Getting LLMs to write code that fits neatly into a larger project can be tricky. This week’s ‘Works on My Machine’ delves into a pattern we rely on heavily in the Sublayer gem that significantly helps: leveraging polymorphism and loose coupling. The core idea? Treat your code’s structure itself as the prompt for the AI.
What It Does
The Sublayer gem leverages small, self-contained Generators and Actions with clear interfaces. This polymorphic design is something LLMs are surprisingly good at replicating. Given just a few examples, LLMs are able to generate new variations of these components for whatever it is you need, and are frequently usable without any need to modify them.
In this demo:
We start by describing the the new Generator we want in natural language using the `sublayer generate:generator` CLI command
Behind the scenes, the CLI uses an LLM (like Gemini, in this case, but you can use any you’d like) and provides it with our description plus examples of existing Generators
The LLM generates a new, working Ruby class that correctly implements the required Generator interface, often ready to use immediately.

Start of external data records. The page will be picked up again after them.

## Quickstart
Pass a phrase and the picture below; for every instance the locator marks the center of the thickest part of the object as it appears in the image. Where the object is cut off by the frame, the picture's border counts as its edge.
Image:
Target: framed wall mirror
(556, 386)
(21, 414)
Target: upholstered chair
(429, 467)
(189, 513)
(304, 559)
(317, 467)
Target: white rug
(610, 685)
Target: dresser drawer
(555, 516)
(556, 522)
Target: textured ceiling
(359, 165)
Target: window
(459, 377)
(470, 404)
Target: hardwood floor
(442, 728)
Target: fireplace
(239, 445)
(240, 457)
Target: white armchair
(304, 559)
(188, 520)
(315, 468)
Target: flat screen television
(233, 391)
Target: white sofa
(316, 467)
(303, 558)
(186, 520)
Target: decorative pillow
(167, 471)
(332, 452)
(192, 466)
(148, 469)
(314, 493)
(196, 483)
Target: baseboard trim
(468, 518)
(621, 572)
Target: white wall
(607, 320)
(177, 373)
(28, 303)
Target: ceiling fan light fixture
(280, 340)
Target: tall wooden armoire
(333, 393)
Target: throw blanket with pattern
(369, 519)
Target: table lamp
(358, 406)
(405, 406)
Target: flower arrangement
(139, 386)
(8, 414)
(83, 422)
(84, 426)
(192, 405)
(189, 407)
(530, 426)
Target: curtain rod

Finally, we briefly look at the SublayerGeneratorGenerator class itself - the code that generates generators - to show how it packages the description and code examples for the LLM.
This technique is also how the automatic Action generation from AI Programs While I Sleep works, though it includes many more examples in the prompt.
Why It Matters
What this shows is that by structuring your code so you can focus the LLM on replicating well-defined, polymorphic interfaces, you sidestep the need to explain the entire system’s functionality. The LLM only needs to focus on getting an interface correct, making the problem much easier.

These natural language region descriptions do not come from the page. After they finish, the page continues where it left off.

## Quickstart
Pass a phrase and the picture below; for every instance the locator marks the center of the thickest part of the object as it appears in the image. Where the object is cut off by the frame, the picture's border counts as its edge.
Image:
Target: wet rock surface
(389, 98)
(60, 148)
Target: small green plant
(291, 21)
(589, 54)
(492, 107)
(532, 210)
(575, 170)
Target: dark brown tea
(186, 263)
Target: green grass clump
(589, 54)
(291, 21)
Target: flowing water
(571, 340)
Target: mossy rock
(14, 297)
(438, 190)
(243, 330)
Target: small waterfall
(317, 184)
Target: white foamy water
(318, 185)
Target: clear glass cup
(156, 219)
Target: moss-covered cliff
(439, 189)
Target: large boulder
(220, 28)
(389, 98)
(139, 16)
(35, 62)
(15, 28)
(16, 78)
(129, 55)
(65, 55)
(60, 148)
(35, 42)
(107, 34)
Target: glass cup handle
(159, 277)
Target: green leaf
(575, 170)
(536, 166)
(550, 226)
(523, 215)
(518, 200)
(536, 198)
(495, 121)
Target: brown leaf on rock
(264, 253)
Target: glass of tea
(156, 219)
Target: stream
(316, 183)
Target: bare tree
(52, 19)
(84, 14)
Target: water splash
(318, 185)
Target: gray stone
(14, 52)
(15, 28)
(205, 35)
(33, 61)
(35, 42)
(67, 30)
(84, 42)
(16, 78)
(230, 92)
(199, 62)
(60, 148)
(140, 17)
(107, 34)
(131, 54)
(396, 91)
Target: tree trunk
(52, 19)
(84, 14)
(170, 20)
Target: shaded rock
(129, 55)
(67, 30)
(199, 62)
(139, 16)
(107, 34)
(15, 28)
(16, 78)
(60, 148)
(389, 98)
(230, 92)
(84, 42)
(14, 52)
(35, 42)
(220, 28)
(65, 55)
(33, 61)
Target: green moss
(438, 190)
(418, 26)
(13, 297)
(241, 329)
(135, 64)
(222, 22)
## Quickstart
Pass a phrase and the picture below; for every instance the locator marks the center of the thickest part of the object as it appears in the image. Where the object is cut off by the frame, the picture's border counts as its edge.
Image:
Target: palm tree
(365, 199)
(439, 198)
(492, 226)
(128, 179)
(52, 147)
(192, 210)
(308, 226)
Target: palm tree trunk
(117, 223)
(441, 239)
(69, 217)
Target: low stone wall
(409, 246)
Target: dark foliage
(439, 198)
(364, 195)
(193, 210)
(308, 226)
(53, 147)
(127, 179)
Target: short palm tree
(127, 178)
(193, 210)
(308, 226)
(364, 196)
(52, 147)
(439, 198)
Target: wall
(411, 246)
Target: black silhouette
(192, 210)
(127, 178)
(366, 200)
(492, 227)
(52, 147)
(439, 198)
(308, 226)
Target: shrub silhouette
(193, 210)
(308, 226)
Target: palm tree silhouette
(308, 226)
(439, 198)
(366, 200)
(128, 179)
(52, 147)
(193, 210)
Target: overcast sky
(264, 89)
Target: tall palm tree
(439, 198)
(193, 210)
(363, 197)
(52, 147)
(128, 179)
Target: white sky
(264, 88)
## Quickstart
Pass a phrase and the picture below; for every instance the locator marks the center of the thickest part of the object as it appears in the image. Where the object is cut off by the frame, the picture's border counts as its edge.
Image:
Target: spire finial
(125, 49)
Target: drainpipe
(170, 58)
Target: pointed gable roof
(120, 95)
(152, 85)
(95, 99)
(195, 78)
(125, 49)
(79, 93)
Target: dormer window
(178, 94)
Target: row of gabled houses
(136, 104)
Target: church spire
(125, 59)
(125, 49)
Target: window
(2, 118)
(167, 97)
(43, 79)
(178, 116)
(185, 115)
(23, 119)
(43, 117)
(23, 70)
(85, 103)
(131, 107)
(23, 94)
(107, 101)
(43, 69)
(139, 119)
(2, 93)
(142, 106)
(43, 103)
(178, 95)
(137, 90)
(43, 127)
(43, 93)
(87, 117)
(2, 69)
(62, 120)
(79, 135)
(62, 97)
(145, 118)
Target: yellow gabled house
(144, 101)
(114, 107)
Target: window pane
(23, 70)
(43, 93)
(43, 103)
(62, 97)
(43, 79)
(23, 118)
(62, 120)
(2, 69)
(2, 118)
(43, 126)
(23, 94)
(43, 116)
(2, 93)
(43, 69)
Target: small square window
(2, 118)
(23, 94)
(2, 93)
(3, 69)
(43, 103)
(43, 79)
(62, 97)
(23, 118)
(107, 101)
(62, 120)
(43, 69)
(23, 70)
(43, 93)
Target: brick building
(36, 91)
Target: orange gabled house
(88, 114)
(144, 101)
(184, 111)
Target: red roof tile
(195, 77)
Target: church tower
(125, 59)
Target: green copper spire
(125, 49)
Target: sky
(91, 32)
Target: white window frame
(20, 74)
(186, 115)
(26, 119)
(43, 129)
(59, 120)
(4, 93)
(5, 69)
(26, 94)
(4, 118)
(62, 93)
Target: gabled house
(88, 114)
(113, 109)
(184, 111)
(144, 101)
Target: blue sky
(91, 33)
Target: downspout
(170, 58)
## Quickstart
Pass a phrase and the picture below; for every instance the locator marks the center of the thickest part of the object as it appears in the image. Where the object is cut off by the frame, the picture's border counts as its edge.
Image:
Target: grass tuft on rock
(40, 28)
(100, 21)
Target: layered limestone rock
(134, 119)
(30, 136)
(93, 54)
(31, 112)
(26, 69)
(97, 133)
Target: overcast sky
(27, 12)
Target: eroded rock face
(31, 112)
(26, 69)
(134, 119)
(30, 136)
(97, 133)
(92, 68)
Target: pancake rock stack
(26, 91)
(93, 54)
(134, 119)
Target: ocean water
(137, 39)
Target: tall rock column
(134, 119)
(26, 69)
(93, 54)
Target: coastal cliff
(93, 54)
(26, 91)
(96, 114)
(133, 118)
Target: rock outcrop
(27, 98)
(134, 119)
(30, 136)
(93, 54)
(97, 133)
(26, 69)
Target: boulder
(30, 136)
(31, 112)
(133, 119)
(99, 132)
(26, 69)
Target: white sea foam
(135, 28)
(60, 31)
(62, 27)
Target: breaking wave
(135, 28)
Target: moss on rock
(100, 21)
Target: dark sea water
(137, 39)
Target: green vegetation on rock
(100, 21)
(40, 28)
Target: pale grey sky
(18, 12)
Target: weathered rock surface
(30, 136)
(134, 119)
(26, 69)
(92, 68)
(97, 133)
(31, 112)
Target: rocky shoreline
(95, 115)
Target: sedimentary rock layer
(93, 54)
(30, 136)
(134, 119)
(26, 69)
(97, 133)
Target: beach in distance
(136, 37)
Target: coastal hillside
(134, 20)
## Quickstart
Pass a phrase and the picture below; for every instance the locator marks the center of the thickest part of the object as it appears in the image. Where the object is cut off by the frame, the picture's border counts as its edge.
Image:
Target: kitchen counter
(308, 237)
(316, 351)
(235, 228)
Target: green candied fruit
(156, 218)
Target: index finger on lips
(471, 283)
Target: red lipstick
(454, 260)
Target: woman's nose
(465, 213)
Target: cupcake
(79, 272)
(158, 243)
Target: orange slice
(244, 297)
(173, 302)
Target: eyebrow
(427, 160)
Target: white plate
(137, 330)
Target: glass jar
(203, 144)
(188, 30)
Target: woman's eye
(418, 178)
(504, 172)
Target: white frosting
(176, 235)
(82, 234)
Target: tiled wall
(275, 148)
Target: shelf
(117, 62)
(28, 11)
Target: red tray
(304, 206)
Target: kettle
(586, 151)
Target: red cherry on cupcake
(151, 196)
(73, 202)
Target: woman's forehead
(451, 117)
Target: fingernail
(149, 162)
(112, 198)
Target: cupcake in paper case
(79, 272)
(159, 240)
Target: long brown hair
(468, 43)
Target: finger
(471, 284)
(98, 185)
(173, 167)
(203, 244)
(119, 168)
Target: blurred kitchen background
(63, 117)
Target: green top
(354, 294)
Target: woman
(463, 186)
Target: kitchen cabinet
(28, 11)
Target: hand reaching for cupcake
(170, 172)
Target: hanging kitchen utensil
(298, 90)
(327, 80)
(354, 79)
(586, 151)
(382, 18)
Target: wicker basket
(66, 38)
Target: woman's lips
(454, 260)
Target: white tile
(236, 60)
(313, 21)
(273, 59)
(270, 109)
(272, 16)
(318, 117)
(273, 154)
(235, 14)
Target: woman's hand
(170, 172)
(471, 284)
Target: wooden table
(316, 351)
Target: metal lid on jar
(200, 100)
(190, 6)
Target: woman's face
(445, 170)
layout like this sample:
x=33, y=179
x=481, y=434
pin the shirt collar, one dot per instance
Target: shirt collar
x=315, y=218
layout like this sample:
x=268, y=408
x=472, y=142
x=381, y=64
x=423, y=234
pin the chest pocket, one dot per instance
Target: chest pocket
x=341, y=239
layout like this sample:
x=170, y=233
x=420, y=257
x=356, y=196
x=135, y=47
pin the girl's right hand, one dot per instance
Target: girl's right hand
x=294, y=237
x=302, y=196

Typically, as a codebase grows it gets more complex and interconnected making it harder for humans or AI to modify it without breaking something else somewhere. I’ve heard many stories of vibe and semi-vibe coding that as an application gets larger the AI does worse and worse. This is an architectural issue.
However, with a heavily polymorphic design, you actually see returns to scale when using an LLM. Because if each component follows the same base interface, adding the 10th or 100th component doesn’t make the task harder for the AI. In fact, it can make the AI better at generating the next component.
Why? Because each new, correctly implemented component serves as another high-quality, few-shot example for the LLM. The more varied examples of components that the AI sees, the better it becomes at pattern matching and in-context learning for that specific type of component. It will have a richer ‘mental model’ derived from your actual code, increasing the likelihood of generating correct, usable code for the next component you ask it to create. And the loosely coupled nature means the complexity of other parts of the system interfere less if at all.
How To Get It
The core piece of interesting code here is in the meta SublayerGeneratorGenerator which takes the description from the CLI and combines it with an example of a generator along with a description to generate you a new Generator.
Another version of this technique is also in use for Sublayer Actions both in the Sublayer gem CLI and in the sublayerapp/sublayer_actions repo. That generator can be found here, which uses all the Actions in the repository as examples for the LLM.